Continuavo a ripetere “Hariri”. L’avevo incontrato tante volte, per alcune interviste, alle conferenze stampa, a pranzi e cene. Una volta aveva parlato, in modo molto commovente, del figlio che aveva perso in un incidente d’auto in America; aveva detto che credeva nella vita dopo la morte. Aveva molti nemici: oppositori politici in Libano, siriani che sospettavano (a ragione) che lui volesse cacciarli dal paese, veri nemici negli affari – dal momento che aveva comprato personalmente estese aree di Beirut – e nei media, perché possedeva un giornale e una televisione.

Ma sapeva essere un uomo gentile e buono, anche se era un uomo d’affari spietato; una volta l’ho paragonato al gatto che mangia il canarino e poi ammette allegramente che aveva un buon sapore: ha fatto girare la frase fra i suoi amici. La sua mano era una delle più potenti che abbia mai stretto.

Non sono riuscito a vedere il corpo; ma in mezzo al fuoco e al fumo ho guardato verso il nuovo centro di Beirut, la zona ricostruita di questa bella città, che la compagnia di Hariri (che possedeva il 10% delle azioni della Solidere) stava innalzando dalle rovine stile Dresda. È morto a pochi metri dalla sua stessa creazione.

Questa bomba deve essere stata costruita in molto tempo e progettata a lungo. Nessuno avrebbe fatto caso a una macchina parcheggiata fuori da un hotel vuoto, o notato che era piegata sugli assi dal peso dell’esplosivo, come sicuramente sarà stata.

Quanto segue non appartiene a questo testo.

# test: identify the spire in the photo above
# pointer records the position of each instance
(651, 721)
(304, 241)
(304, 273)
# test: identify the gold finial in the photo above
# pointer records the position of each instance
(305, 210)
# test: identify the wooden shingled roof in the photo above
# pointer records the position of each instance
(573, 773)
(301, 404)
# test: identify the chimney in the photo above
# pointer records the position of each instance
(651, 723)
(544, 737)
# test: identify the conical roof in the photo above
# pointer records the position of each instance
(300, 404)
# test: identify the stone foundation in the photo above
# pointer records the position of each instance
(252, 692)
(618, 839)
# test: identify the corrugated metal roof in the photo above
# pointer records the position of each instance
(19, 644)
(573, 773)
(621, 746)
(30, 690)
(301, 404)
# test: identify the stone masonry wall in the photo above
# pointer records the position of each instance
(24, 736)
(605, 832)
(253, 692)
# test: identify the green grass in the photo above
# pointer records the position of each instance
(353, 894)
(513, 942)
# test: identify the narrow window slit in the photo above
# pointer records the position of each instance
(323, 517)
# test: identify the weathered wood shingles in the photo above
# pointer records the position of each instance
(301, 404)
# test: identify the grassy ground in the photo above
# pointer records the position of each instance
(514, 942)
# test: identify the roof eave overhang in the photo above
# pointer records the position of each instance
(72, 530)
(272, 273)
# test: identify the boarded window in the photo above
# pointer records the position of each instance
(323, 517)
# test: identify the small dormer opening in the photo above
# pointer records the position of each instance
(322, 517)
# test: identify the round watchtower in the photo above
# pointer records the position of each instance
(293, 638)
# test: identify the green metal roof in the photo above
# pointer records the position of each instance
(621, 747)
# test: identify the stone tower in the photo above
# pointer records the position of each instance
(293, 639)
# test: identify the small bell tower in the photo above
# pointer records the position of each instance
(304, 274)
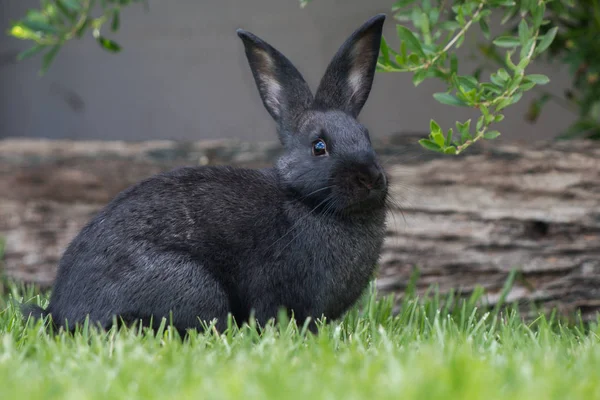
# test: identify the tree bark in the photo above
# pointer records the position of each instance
(462, 221)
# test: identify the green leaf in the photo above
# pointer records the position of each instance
(71, 4)
(438, 138)
(32, 51)
(526, 50)
(419, 77)
(485, 28)
(503, 75)
(453, 63)
(466, 83)
(429, 145)
(39, 26)
(108, 44)
(64, 9)
(450, 150)
(547, 40)
(538, 79)
(523, 32)
(401, 4)
(81, 30)
(506, 41)
(116, 21)
(449, 99)
(492, 88)
(410, 39)
(304, 3)
(434, 127)
(385, 50)
(48, 58)
(464, 130)
(449, 137)
(491, 135)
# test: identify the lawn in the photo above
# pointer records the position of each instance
(431, 349)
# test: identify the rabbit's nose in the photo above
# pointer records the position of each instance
(374, 178)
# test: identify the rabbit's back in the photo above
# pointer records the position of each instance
(168, 244)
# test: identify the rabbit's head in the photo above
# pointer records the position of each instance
(328, 159)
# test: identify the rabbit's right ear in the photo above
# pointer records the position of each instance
(282, 88)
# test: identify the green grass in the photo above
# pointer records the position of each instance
(431, 349)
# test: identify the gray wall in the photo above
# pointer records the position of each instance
(183, 75)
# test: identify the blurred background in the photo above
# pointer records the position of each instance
(183, 75)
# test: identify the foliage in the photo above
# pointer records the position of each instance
(58, 21)
(428, 51)
(434, 348)
(577, 46)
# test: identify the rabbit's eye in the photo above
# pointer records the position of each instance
(319, 148)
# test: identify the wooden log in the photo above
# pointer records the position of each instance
(463, 221)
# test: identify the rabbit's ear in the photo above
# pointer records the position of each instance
(347, 81)
(282, 88)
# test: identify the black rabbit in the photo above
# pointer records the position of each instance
(197, 243)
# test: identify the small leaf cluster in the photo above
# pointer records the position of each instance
(58, 21)
(428, 51)
(577, 46)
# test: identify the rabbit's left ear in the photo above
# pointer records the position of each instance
(347, 81)
(282, 88)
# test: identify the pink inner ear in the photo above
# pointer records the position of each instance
(269, 85)
(360, 56)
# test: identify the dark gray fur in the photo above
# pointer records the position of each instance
(200, 242)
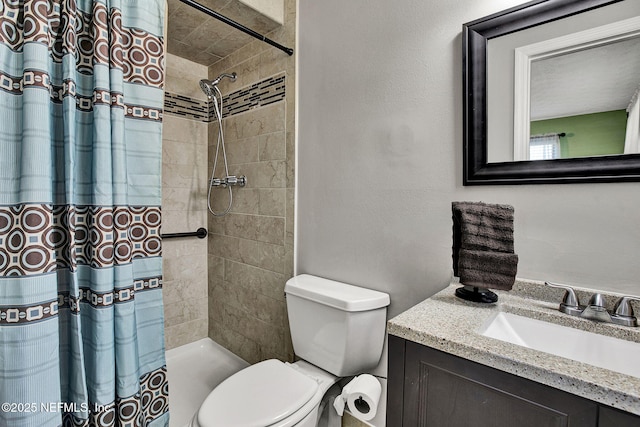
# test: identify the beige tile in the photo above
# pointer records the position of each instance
(185, 154)
(272, 146)
(229, 43)
(183, 268)
(349, 421)
(290, 170)
(268, 337)
(179, 48)
(180, 289)
(259, 280)
(256, 122)
(252, 304)
(269, 174)
(178, 221)
(242, 151)
(183, 21)
(207, 34)
(289, 225)
(258, 254)
(185, 333)
(272, 201)
(235, 342)
(254, 227)
(185, 311)
(183, 130)
(184, 176)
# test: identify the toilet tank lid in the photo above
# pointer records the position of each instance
(336, 294)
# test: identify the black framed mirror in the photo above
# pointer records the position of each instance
(477, 169)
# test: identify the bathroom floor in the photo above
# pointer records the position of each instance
(194, 370)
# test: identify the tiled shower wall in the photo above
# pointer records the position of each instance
(251, 249)
(184, 208)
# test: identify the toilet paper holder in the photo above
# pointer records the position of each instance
(361, 396)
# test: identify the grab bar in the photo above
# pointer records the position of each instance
(200, 233)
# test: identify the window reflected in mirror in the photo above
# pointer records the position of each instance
(581, 102)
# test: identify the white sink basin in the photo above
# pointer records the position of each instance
(599, 350)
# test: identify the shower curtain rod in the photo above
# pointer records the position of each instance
(236, 25)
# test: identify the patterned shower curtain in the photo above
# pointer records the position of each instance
(81, 316)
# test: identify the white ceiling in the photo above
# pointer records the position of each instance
(588, 81)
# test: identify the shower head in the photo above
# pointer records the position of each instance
(231, 76)
(208, 85)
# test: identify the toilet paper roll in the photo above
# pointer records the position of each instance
(361, 396)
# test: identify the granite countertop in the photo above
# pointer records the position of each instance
(450, 324)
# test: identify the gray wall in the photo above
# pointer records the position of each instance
(380, 161)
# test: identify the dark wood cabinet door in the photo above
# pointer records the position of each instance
(609, 417)
(442, 390)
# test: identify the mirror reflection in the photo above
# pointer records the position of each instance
(584, 103)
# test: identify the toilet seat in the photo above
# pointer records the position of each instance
(258, 396)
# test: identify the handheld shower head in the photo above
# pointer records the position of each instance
(218, 79)
(207, 87)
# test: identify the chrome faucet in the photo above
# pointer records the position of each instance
(622, 313)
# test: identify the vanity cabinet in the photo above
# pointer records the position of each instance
(431, 388)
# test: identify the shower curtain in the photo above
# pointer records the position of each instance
(81, 315)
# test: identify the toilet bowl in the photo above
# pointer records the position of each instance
(336, 329)
(268, 394)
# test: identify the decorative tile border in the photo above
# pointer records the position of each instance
(259, 94)
(183, 106)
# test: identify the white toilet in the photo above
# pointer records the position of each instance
(337, 329)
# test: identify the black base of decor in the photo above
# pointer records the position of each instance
(476, 294)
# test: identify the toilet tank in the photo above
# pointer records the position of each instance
(335, 326)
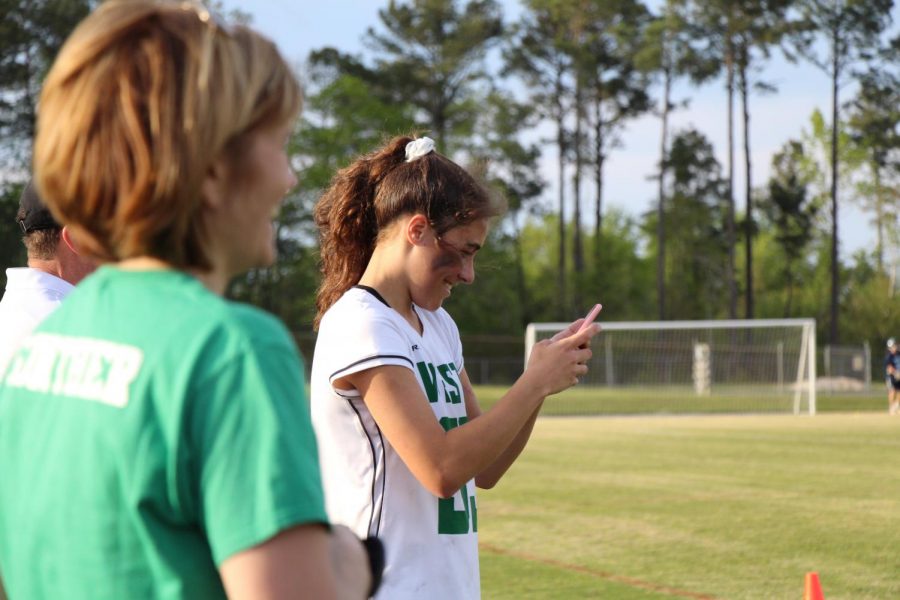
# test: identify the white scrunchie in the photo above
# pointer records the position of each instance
(419, 148)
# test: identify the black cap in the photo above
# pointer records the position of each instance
(33, 215)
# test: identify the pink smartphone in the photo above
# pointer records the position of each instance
(590, 317)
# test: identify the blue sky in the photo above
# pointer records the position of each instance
(299, 28)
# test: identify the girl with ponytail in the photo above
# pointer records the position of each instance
(402, 440)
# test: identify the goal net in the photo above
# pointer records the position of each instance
(729, 366)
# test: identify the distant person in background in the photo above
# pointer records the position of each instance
(54, 267)
(155, 438)
(892, 374)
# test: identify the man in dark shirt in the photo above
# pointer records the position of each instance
(892, 375)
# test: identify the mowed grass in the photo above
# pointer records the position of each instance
(697, 507)
(593, 400)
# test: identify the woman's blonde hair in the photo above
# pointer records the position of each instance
(143, 97)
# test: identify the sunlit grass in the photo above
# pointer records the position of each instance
(716, 506)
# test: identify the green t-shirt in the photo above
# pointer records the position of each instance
(149, 429)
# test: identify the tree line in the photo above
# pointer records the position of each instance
(489, 88)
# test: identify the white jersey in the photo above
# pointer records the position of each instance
(431, 543)
(31, 295)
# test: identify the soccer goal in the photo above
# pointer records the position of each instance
(728, 366)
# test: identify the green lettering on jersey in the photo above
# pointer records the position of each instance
(451, 387)
(450, 520)
(429, 380)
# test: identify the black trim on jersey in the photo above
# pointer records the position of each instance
(368, 358)
(374, 471)
(374, 292)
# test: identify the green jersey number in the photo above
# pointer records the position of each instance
(450, 520)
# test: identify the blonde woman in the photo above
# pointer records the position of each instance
(155, 440)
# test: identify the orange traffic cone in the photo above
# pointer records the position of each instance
(813, 589)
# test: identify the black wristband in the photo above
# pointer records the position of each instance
(375, 551)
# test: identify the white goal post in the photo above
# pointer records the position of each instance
(724, 366)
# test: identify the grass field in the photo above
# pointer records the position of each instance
(587, 400)
(697, 507)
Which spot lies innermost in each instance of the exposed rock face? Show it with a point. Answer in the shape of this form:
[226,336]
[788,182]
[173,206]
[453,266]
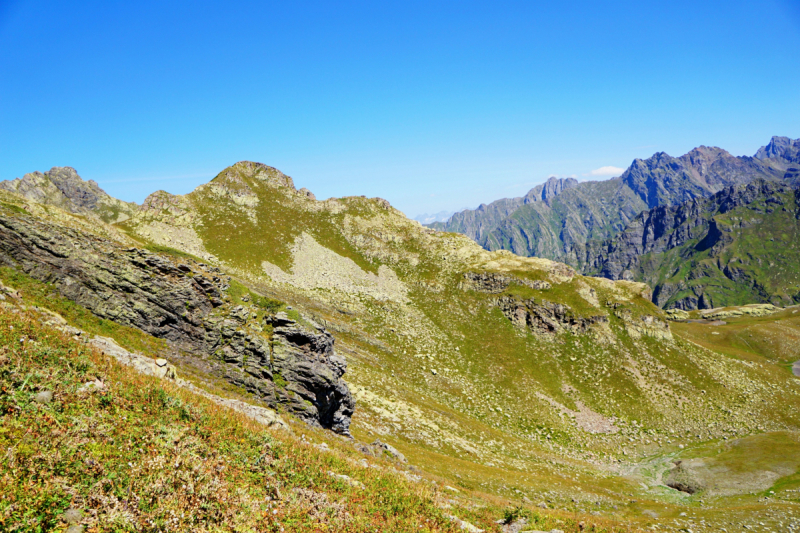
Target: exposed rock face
[555,220]
[62,187]
[494,283]
[666,247]
[546,318]
[295,368]
[781,148]
[479,224]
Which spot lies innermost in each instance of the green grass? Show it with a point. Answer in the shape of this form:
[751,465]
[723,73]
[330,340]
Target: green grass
[143,455]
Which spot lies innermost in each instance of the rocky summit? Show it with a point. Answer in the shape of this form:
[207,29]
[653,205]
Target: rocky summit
[399,367]
[558,224]
[737,247]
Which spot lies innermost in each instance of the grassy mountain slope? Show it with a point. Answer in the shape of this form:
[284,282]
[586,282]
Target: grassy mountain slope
[502,374]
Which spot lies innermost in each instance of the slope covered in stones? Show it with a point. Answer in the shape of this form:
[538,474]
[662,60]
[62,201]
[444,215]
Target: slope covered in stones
[504,374]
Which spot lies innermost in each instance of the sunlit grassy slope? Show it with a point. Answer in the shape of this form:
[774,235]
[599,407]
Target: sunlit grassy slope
[584,423]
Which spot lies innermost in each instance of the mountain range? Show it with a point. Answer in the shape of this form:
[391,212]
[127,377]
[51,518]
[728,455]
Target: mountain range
[495,377]
[567,221]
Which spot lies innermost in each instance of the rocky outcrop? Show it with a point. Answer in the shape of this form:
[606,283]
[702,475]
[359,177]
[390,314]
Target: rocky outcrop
[479,223]
[63,187]
[546,318]
[781,148]
[293,368]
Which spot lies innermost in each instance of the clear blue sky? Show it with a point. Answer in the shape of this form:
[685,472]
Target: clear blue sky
[431,105]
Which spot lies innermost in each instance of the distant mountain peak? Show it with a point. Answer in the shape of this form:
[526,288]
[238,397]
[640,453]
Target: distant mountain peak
[64,188]
[782,148]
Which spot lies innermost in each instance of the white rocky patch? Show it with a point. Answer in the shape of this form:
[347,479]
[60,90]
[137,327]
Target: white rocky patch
[317,267]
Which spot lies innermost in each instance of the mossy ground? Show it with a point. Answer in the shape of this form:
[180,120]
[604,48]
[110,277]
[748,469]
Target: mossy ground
[143,455]
[480,421]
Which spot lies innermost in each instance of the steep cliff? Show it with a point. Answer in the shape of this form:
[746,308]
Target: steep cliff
[559,226]
[738,246]
[283,363]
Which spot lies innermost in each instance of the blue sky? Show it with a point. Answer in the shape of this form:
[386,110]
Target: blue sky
[431,105]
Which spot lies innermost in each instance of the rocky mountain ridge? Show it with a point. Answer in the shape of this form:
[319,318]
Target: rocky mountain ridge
[506,374]
[599,210]
[284,364]
[711,252]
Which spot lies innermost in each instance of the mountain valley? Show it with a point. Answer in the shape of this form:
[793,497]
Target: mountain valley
[598,227]
[506,382]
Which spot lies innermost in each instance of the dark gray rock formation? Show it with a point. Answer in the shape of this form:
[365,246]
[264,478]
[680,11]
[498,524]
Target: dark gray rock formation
[293,367]
[546,318]
[781,148]
[494,283]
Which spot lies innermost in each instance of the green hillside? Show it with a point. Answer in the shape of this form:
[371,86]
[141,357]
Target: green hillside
[496,374]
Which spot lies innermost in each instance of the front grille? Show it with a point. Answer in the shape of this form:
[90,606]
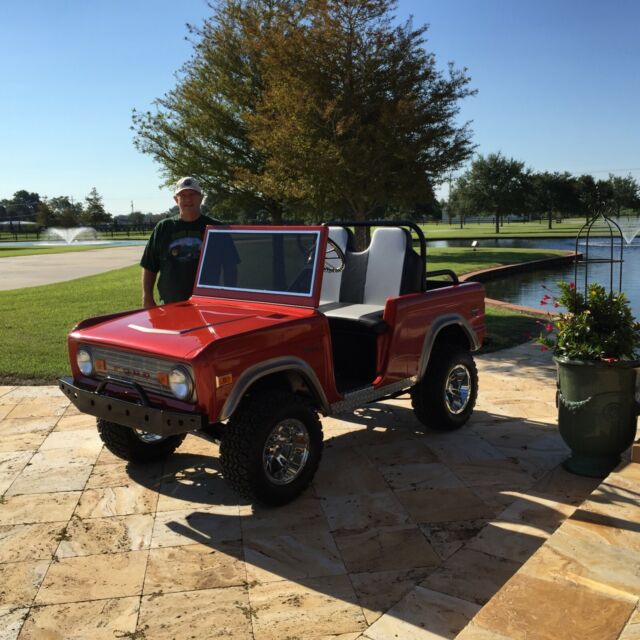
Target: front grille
[134,367]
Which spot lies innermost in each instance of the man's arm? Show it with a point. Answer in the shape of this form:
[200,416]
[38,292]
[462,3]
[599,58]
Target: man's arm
[148,282]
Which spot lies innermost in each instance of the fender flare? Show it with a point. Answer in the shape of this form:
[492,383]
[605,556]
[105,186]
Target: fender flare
[448,320]
[275,365]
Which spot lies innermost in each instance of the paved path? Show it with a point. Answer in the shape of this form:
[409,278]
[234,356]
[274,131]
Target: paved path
[405,533]
[30,271]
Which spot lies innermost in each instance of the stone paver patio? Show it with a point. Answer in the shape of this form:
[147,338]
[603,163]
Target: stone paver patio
[404,534]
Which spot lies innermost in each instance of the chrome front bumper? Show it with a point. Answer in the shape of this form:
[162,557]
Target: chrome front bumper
[136,416]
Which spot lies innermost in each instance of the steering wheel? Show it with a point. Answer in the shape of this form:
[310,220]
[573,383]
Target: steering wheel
[334,258]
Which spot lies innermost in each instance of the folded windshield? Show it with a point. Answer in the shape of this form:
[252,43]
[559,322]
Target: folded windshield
[276,262]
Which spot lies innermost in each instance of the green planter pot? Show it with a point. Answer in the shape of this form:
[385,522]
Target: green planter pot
[597,413]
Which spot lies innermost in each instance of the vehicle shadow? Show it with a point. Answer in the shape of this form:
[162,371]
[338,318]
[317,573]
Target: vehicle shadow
[393,507]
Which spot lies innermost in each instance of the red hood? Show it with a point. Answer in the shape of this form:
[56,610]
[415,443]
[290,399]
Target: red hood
[183,329]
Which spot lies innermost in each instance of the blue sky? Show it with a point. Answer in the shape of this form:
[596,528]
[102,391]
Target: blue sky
[558,86]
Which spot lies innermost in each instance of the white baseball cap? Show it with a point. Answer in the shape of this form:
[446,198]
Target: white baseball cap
[187,183]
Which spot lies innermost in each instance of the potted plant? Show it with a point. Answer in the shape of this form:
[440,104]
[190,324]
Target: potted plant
[595,342]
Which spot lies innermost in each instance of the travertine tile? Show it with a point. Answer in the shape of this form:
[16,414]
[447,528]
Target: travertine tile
[291,556]
[192,615]
[45,479]
[419,476]
[99,577]
[444,505]
[46,507]
[11,619]
[576,554]
[522,528]
[125,474]
[106,535]
[562,483]
[84,439]
[386,549]
[5,409]
[194,567]
[116,501]
[19,581]
[64,457]
[632,629]
[471,575]
[362,512]
[462,448]
[379,591]
[309,608]
[344,472]
[474,632]
[195,492]
[74,422]
[106,457]
[403,452]
[446,538]
[303,514]
[10,426]
[20,542]
[205,526]
[39,408]
[98,620]
[608,529]
[562,610]
[423,615]
[11,465]
[21,441]
[508,474]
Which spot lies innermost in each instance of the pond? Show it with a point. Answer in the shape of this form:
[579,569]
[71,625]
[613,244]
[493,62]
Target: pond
[528,288]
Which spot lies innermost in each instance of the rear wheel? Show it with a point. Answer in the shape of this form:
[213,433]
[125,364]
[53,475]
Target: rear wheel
[445,397]
[137,445]
[271,447]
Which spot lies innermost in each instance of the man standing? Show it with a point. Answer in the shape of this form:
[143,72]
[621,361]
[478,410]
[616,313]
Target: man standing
[173,249]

Gli esecutori sono uomini spietati, che non badano agli innocenti. Volevano uccidere Rafik Hariri e nient’altro contava. Nelle strade intorno emergevano uomini e donne con i vestiti insanguinati. Migliaia di finestre si erano infrante su di loro e stavano lì, col sangue che gocciolava sulle loro scarpe, sui loro pantaloni o gonne, mentre i primi infermieri delle ambulanze gridavano ai pompieri di togliere i tubi dal marciapiede.
Tutta la strada era scivolosa per via dell’acqua e del sangue. Ho contato 22 macchine che stavano esplodendo o bruciando. Il saudita miliardario che cenava con re e principi, la cui amicizia personale con Jacques Chirac ha aiutato il Libano ad assorbire il debito pubblico di 41 miliardi di dollari, ha finito i suoi giorni in questo inferno.
In privato non nascondeva la sua animosità contro gli Hezbollah, che attaccando le truppe di occupazione israeliane prima del ritiro nel 2000 avrebbero ostacolato i suoi piani per il risanamento economico del Libano; tollerava i siriani, ma al tempo stesso aveva dei progetti per la partenza delle loro forze militari. Era vero, come si diceva a Beirut, che Hariri era il leader segreto dell’opposizione politica alla presenza siriana? O i suoi nemici erano personaggi ancora più sinistri?

Il Libano è costruito sulle istituzioni che custodiscono il settarismo come un credo, secondo il quale il presidente deve essere sempre un cristiano maronita, il primo ministro un musulmano sunnita, come Hariri, e il portavoce del parlamento un musulmano sciita. Chiunque abbia disposto l’uccisione di Hariri sapeva che avrebbe potuto riaprire tutte le crepe della guerra civile dal 1975 al 1990.
Ieri notte migliaia di sostenitori di Hariri si sono riuniti in lacrime fuori dal suo palazzo a Koreitem, chiedendo di sapere chi ha ucciso il loro leader. Gli uomini dell’ex primo ministro giravano per le strade, ordinando ai negozianti di tirare giù le saracinesche. Dopo 15 anni di sonno, i fantasmi della guerra civile verranno risvegliati? Non conosco la risposta, ma quella nuvola nera che ha ricoperto Beirut per più di un’ora ieri pomeriggio ha gettato la gente nel buio, non solo per via della sua ombra.